# Carbonation



## DasK (Aug 25, 2011)

I know I'm blowing up the skeeter pee section.

I was just watching a video on bottling into beer bottles to see what was different, and this guy was putting carbonation tablets into his beer.

It got me to wondering what it would be like to carbonate skeeter pee. Anyone tried it?


----------



## Julie (Aug 25, 2011)

DasK said:


> I know I'm blowing up the skeeter pee section.
> 
> I was just watching a video on bottling into beer bottles to see what was different, and this guy was putting carbonation tablets into his beer.
> 
> It got me to wondering what it would be like to carbonate skeeter pee. Anyone tried it?



Yep, I kegged a batch and we took it to camp over Memorial weekend, there was nothing left.


----------



## Wade E (Aug 25, 2011)

Lots of people cabonate stuff like this. I cabonate Raspberry wine and Crabapple wine and its awesome. I use a keg but 1 or 2 carb tablets in each bottle would be fine also, just dont use any sorbate but in doing so you may not end up as sweet as you like it. Beer has a lot of unfermentable sugars in it and thats why it doesnt go so dry.


----------



## DasK (Aug 25, 2011)

Yeah, I went to my local homebrew supply store today and asked him about the tablets. He has them and started explaining how they worked. As soon as he mentioned yeast, I knew they wouldn't work in this batch since I had already sorbated.

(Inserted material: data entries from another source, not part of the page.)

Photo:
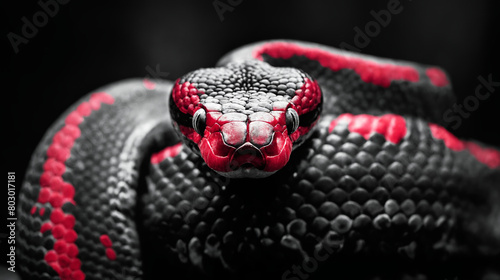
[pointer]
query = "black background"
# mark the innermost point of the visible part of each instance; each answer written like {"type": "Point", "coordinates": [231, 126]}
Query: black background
{"type": "Point", "coordinates": [88, 44]}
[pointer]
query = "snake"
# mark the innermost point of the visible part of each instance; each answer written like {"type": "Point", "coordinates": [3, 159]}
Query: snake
{"type": "Point", "coordinates": [287, 160]}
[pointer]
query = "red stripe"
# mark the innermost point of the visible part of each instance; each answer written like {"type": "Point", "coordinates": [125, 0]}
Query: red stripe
{"type": "Point", "coordinates": [171, 151]}
{"type": "Point", "coordinates": [63, 258]}
{"type": "Point", "coordinates": [392, 127]}
{"type": "Point", "coordinates": [377, 73]}
{"type": "Point", "coordinates": [487, 156]}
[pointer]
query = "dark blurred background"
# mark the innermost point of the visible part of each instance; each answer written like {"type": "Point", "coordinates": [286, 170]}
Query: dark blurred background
{"type": "Point", "coordinates": [88, 44]}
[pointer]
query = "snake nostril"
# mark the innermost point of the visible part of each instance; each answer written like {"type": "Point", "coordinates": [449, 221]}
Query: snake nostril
{"type": "Point", "coordinates": [247, 155]}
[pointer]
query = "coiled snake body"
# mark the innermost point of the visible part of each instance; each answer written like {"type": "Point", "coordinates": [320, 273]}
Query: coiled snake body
{"type": "Point", "coordinates": [374, 187]}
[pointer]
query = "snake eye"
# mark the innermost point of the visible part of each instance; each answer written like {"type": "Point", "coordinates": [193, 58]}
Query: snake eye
{"type": "Point", "coordinates": [200, 121]}
{"type": "Point", "coordinates": [292, 120]}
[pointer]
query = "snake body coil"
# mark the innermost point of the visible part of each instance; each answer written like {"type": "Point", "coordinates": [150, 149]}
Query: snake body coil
{"type": "Point", "coordinates": [299, 161]}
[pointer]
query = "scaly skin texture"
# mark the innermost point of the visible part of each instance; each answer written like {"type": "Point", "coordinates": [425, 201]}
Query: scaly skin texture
{"type": "Point", "coordinates": [377, 191]}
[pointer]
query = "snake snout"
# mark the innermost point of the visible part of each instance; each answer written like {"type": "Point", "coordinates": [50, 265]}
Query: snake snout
{"type": "Point", "coordinates": [247, 155]}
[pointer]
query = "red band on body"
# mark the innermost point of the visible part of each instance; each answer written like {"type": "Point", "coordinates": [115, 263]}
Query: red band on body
{"type": "Point", "coordinates": [377, 73]}
{"type": "Point", "coordinates": [392, 127]}
{"type": "Point", "coordinates": [171, 151]}
{"type": "Point", "coordinates": [63, 258]}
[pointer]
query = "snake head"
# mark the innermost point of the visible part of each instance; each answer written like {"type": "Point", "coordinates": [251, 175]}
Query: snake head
{"type": "Point", "coordinates": [245, 118]}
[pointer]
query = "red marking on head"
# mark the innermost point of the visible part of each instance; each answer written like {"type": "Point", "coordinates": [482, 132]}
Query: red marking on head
{"type": "Point", "coordinates": [380, 74]}
{"type": "Point", "coordinates": [307, 97]}
{"type": "Point", "coordinates": [449, 139]}
{"type": "Point", "coordinates": [55, 191]}
{"type": "Point", "coordinates": [392, 127]}
{"type": "Point", "coordinates": [60, 246]}
{"type": "Point", "coordinates": [84, 109]}
{"type": "Point", "coordinates": [437, 77]}
{"type": "Point", "coordinates": [171, 151]}
{"type": "Point", "coordinates": [186, 97]}
{"type": "Point", "coordinates": [148, 84]}
{"type": "Point", "coordinates": [45, 227]}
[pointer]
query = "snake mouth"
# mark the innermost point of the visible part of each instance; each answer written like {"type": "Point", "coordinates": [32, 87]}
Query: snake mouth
{"type": "Point", "coordinates": [247, 157]}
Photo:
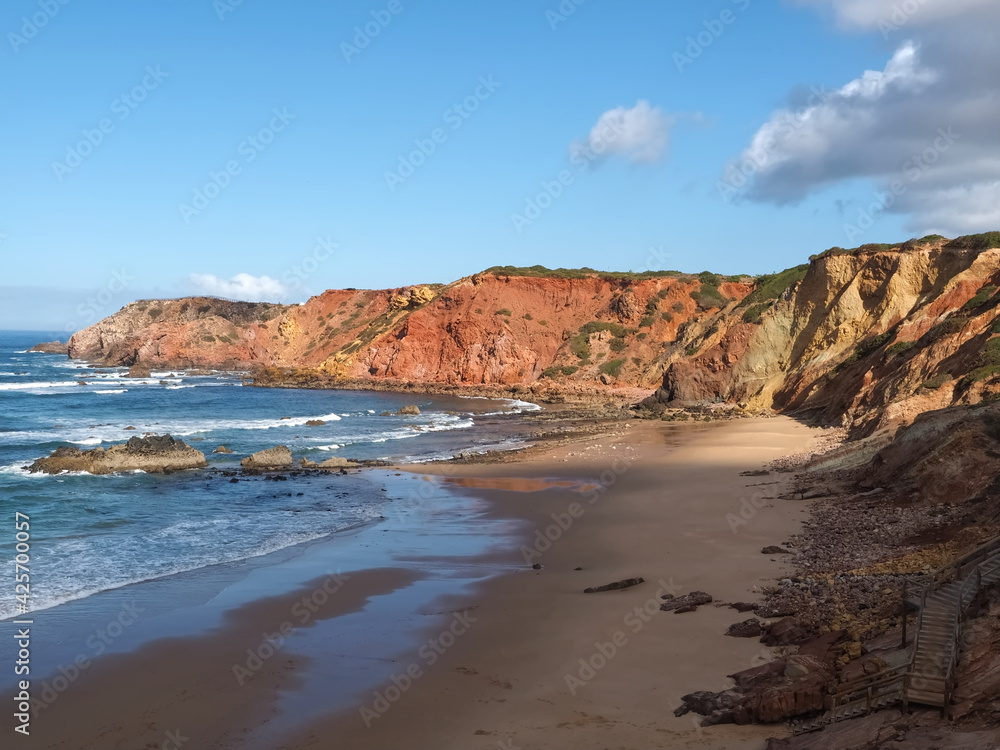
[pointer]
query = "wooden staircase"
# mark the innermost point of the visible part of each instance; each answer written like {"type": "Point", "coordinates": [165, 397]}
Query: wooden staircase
{"type": "Point", "coordinates": [926, 675]}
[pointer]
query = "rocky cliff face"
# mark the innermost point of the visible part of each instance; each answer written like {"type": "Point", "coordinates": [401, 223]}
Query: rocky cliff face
{"type": "Point", "coordinates": [495, 328]}
{"type": "Point", "coordinates": [867, 338]}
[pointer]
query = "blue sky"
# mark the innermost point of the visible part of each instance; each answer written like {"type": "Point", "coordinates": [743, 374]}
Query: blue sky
{"type": "Point", "coordinates": [309, 120]}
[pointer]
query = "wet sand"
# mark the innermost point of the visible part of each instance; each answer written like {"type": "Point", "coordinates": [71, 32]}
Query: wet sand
{"type": "Point", "coordinates": [496, 663]}
{"type": "Point", "coordinates": [515, 679]}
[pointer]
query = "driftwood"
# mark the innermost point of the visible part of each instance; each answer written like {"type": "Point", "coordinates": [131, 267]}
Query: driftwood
{"type": "Point", "coordinates": [625, 584]}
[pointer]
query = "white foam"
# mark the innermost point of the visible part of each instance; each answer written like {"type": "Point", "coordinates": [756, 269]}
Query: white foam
{"type": "Point", "coordinates": [38, 385]}
{"type": "Point", "coordinates": [105, 579]}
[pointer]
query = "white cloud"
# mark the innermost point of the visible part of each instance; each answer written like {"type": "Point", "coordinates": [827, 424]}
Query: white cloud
{"type": "Point", "coordinates": [242, 286]}
{"type": "Point", "coordinates": [886, 126]}
{"type": "Point", "coordinates": [884, 14]}
{"type": "Point", "coordinates": [639, 134]}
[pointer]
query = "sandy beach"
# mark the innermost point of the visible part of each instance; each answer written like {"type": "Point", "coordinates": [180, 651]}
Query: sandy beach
{"type": "Point", "coordinates": [663, 516]}
{"type": "Point", "coordinates": [522, 658]}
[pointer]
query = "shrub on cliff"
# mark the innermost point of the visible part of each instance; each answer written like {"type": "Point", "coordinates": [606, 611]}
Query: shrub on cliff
{"type": "Point", "coordinates": [613, 367]}
{"type": "Point", "coordinates": [984, 241]}
{"type": "Point", "coordinates": [753, 313]}
{"type": "Point", "coordinates": [772, 286]}
{"type": "Point", "coordinates": [980, 299]}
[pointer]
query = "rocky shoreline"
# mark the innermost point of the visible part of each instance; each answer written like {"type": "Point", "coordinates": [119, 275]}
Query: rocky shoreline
{"type": "Point", "coordinates": [156, 454]}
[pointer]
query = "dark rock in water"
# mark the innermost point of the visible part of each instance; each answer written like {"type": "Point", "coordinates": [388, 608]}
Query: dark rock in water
{"type": "Point", "coordinates": [51, 347]}
{"type": "Point", "coordinates": [747, 629]}
{"type": "Point", "coordinates": [693, 600]}
{"type": "Point", "coordinates": [156, 455]}
{"type": "Point", "coordinates": [786, 632]}
{"type": "Point", "coordinates": [617, 585]}
{"type": "Point", "coordinates": [279, 457]}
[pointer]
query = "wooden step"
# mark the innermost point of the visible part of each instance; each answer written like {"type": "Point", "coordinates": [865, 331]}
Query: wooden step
{"type": "Point", "coordinates": [926, 699]}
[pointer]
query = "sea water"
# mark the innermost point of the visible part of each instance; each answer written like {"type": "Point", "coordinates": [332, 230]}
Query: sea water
{"type": "Point", "coordinates": [95, 533]}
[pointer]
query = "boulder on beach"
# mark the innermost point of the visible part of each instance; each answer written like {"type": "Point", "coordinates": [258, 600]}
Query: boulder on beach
{"type": "Point", "coordinates": [154, 455]}
{"type": "Point", "coordinates": [775, 550]}
{"type": "Point", "coordinates": [279, 457]}
{"type": "Point", "coordinates": [51, 347]}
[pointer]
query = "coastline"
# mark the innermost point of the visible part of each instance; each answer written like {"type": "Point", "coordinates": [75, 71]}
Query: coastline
{"type": "Point", "coordinates": [506, 681]}
{"type": "Point", "coordinates": [504, 678]}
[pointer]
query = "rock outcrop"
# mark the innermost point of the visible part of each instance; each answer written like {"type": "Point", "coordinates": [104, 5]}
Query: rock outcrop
{"type": "Point", "coordinates": [279, 457]}
{"type": "Point", "coordinates": [51, 347]}
{"type": "Point", "coordinates": [867, 338]}
{"type": "Point", "coordinates": [501, 327]}
{"type": "Point", "coordinates": [155, 455]}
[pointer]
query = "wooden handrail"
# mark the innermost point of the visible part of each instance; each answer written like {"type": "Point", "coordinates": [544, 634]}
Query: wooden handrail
{"type": "Point", "coordinates": [972, 580]}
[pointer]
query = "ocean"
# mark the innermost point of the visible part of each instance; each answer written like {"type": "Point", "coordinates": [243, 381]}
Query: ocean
{"type": "Point", "coordinates": [91, 534]}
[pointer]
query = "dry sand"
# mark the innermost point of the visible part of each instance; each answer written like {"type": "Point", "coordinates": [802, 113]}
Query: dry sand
{"type": "Point", "coordinates": [660, 509]}
{"type": "Point", "coordinates": [504, 682]}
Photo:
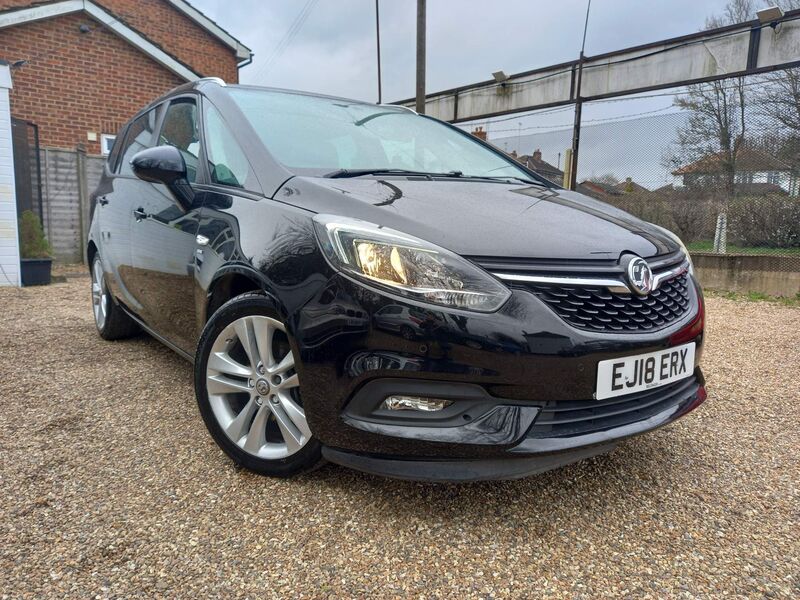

Maybe the next batch ... good to know though that I can use them to carbonate other things.


----------



## Wade E (Aug 25, 2011)

You dont need them you know!!! You can just add more table or corn sugar to it instaed ad actually get better results! You let the wine clear by preferably using a fining agent to get it done quick as there will be no sulfites present and once its clear you rack it off and add more sugar and immediayely bottle or you can even ad another packet of yeast with the sugar to give it a better chance carbonating. I never used a second pack and I have had no troubles in the few times Ive made Sparkling wine in bottles.


----------



## winebreath (Aug 26, 2011)

I put a batch of Skeeter Pee in my kegerator and hooked it up to CO2 as an experment and it is great.
I keep it at 38 degrees on tap.
later.....WB


----------